The repertoire for the instrument covers the Renaissance and early Baroque periods. The most well-known work which calls for cornetti is Monteverdi's Vespers of 1610, and there are also important cornett parts in music by Giovanni Gabrieli, Heinrich Schutz and Michael Praetorius. It was used in both sacred and secular music, and besides pieces such as the Vespers which mention the instrument by name, it would have been a natural choice for most high-lying parts, which typically were marked only "canto". Thus it appeared in Waits' bands playing ceremonial and dance music, as well as in church reinforcing vocal lines and playing instrumental canzonas and sonatas.

Its flexibility in the hands of a good player made it suitable for virtuoso display, and at its height it was expected to do anything a violin or a human voice could do; many works of the early seventeenth century are marked "violino o cornetto" (violin or cornett) implying that either was a suitable choice.

The difficulty of its technique meant that even at the height of its popularity there were relatively few really accomplished players, and the instrument went into decline during the second half of the seventeenth century as violin technique developed and as other wind instruments such as oboes became more sophisticated. It has also been suggested that several of the leading players died during the great Venetian plague of 1630, leaving few people to teach the instrument! The use of the cornetto survived longest in Northern Europe; J S Bach calls for it in some of his cantatas, but by this time it would have been considered rather old-fashioned, and by the end of the eighteenth century it had more or less died out.

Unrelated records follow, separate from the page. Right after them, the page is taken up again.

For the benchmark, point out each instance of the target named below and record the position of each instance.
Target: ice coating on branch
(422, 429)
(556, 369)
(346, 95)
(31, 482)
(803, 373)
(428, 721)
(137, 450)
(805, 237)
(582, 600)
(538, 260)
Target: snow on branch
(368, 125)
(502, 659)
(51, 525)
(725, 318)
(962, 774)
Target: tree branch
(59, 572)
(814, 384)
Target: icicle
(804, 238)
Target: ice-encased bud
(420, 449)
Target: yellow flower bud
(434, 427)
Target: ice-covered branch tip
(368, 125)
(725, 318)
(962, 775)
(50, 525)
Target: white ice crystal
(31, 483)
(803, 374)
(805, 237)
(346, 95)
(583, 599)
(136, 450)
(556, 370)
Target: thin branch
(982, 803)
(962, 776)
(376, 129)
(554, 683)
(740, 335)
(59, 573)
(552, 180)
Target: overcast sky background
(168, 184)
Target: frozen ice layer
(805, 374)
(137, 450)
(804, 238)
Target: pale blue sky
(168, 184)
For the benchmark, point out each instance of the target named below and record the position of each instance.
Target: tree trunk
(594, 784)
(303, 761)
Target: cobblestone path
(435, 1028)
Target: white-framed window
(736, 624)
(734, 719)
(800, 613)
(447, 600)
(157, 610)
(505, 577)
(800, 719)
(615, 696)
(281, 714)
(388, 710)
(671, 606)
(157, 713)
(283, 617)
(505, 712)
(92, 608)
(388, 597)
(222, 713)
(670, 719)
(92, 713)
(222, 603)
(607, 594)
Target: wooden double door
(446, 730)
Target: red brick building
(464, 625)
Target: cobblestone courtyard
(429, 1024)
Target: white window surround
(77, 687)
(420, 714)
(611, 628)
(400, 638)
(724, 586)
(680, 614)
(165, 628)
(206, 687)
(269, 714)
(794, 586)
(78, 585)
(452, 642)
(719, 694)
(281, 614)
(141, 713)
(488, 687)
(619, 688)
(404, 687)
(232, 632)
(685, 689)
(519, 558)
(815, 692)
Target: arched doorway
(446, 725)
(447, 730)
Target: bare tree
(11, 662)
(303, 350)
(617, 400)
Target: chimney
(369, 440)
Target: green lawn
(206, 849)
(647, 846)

The cornetto is played nowadays by players involved in historically informed performances (HIP). The combination of woodwind and brass techniques - normally quite different disciplines - and its general intractability make it a challenging instrument, but the result in the hands of a good player is something quite magical - a sound which, perhaps like no other instrument, conjures up the sound-world of a bygone age.